Обнаруженные нами сдвиги в наследственной и адаптивной ветвях иммунитета сочетаются при ВИДАУС с низкими индексами апоптоза циркулирующих в крови Т-лимфоцитов [29,66,79], а само содержание в крови С095+-лимфоцитов заметно снижено по сравнению с ЗД. Интересно, что проапоптотическая активность периферических Т-клеток зависит от уровня экспрессии на их поверхности молекул Fas-рецептора (CD95), причем механизмы Fas-опосредованного апоптоза могут играть существенную роль в патогенезе аутоиммунного синдрома [31]. Вопрос этот, однако, изучен на сегодняшний день недостаточно, в связи с чем анализ коррелятивных взаимосвязей показателей апоптоза лимфоцитов периферической крови и клинико-патоморфологических особенностей конкретной формы KB и ОСД должны стать объектом интенсивных исследований в ближайшем будущем.

Развернутая картина классического аутоиммунного синдрома, наблюдаемая у пациентов с ВИДАУС, включает в себя сочетанные признаки полиморфной симптоматики, характерной для наиболее агрессивных вариантов аутоиммунного синдрома [99]. Большинство пациентов с ВИДАУС страдают бляшечными распространенными формами ОСД, а в случае KB - ПККВ, ЦЭ, ЭЯЦЭ и ГФКВ, которые отличаются значительно большей продолжительностью, высокой частотой рецидивов и менее благоприятным прогнозом, по сравнению с бляшечными ограниченными и линейными формами ОСД, а также ДХКВ.

Сходные в клиническом плане пациенты сосредоточены в группе с СИГЕК, куда вошли больные с KB и ОСД, имеющие на коже множественные очаги локализации и тенденцию к прогрессированию процесса, но с меньшей, по сравнению с ВИДАУС продолжительностью заболевания. Основным отличием двух групп пациентов между собой является наблюдаемый нами акцент. У больных с СИГЕК основной акцент приходится на дефекты наследственного иммунитета (изолированная гиперфункция NK-клеток), что связано, видимо, с относительно небольшим по срокам течением заболевания, тогда как у больных с ВИДАУС распределение сдвигов вполне пропорционально между наследственной и адаптивной ветвями иммунитета [13,19]. Тем не менее, для СИГЕК, равно как и для ВИДАУС, характерен феномен обеднения кровотока зрелыми фиброцитами с фенотипом CD34+CD45+Col I+, что свидетельствует о сходном механизме взаимодействия иммунной системы с метаболизмом подкожной соединительной ткани. В части, касающейся экспансии фиброцитов в очаг поражения и соотношения процессов коллаге-нолиза и коллагенообразования.

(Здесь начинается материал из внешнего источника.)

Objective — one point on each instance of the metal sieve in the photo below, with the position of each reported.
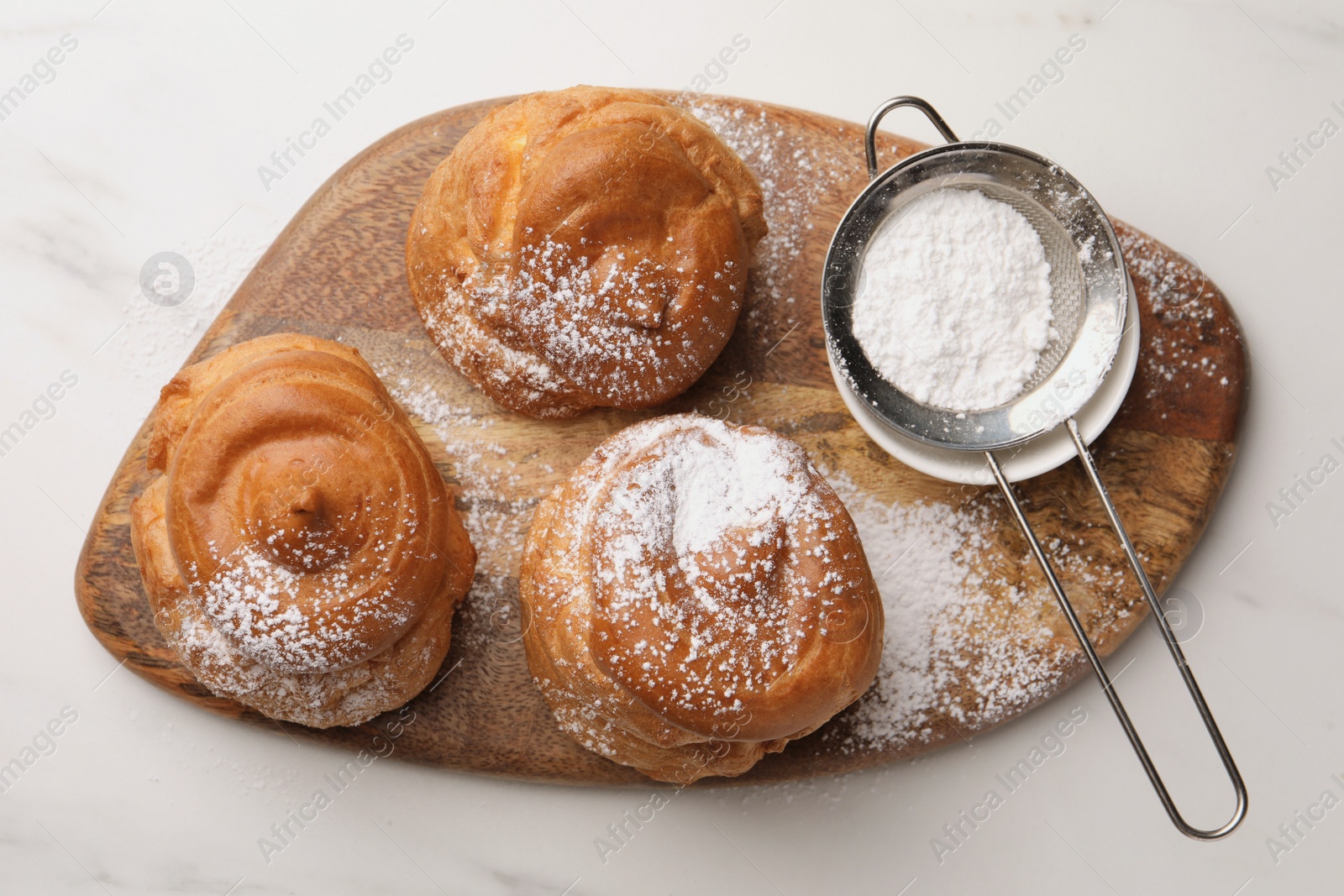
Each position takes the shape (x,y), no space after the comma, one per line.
(1092,300)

У больных с ТИВИД (со свежими и безрецидивными формами KB и ОСД, имеющими, как правило, одиночные участки с минимальными признаками воспалительной реакции и отсутствием склонности к про-грессированию) выраженных признаков иммунопатологии не обнаружено, и в связи с этим данную группу можно также рассматривать как самостоятельный вариант течения кожных заболеваний аутоиммунной природы, требующий индивидуального подхода к разработке патогенетически обоснованных лечебно-реабилитационных мероприятий.

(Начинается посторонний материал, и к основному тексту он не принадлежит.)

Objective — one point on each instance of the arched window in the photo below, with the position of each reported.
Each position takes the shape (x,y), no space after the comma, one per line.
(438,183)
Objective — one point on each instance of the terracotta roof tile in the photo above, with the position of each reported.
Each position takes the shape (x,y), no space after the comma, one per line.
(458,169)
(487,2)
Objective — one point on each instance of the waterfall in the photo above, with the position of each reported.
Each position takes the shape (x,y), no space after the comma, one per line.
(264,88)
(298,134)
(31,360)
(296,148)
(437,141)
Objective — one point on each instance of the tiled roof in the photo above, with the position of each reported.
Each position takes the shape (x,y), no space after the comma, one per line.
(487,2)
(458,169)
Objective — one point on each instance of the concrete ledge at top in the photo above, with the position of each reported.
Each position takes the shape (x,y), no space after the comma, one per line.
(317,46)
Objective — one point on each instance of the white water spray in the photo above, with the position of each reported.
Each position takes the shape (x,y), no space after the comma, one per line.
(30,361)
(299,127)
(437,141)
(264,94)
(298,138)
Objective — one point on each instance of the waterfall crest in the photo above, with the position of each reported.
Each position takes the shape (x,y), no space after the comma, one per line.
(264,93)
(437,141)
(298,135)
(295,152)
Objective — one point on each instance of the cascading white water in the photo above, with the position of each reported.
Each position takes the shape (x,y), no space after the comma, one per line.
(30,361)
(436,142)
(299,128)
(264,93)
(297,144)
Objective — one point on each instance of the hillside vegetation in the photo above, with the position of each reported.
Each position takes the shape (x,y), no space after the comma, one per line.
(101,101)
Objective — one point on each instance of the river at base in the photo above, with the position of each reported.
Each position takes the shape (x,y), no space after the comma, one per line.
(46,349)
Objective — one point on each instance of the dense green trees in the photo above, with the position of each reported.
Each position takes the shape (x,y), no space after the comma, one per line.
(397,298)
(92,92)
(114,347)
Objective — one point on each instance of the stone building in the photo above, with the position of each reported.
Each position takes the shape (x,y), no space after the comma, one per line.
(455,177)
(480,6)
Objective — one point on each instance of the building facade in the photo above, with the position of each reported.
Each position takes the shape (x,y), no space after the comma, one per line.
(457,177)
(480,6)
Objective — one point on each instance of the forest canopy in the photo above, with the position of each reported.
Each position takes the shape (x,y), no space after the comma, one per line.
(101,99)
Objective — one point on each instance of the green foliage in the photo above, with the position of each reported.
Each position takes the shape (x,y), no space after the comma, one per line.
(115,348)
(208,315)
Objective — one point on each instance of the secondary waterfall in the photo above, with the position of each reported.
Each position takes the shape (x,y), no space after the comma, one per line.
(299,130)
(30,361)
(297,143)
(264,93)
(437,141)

При анализе корреляционных взаимосвязей наиболее значимые корреляции установлены в группе больных с ВИДАУС для активационных и костимуляторных маркеров лимфоцитов с одной стороны и маркеров ДК (CD21+, CD25+, CD27+, CD28+, CD69+, HLA-DR+, CDlc+, CDld+, CD71+, CD80+,CD83+ и CD86+), с другой. При отсутствии признаков иммунопатологии и у больных с СИГЕК такого рода корреляция свое значение утрачивает в силу нормализации в кровотоке значительной доли регуляторных субпопуляций и клеток с фенотипом ДК [55,112].

Не менее существенной является выявленная нами взаимосвязь между содержанием клеток, экспрессирующих активационные маркеры, и клетками с цитотоксическими функциями. Такие прямые взаимосвязи продемонстрированы для клеток с активационными фенотипами и цитотоксическими клетками для больных с ВИДАУС. В группе с ВИДАУС, однако, обнаружена и обратная зависимость - на фоне роста большинства вышеуказанных клеток с активационными фенотипами отмечено снижение числа высокоспециализированных цитотоксических клеток с редкими фенотипами.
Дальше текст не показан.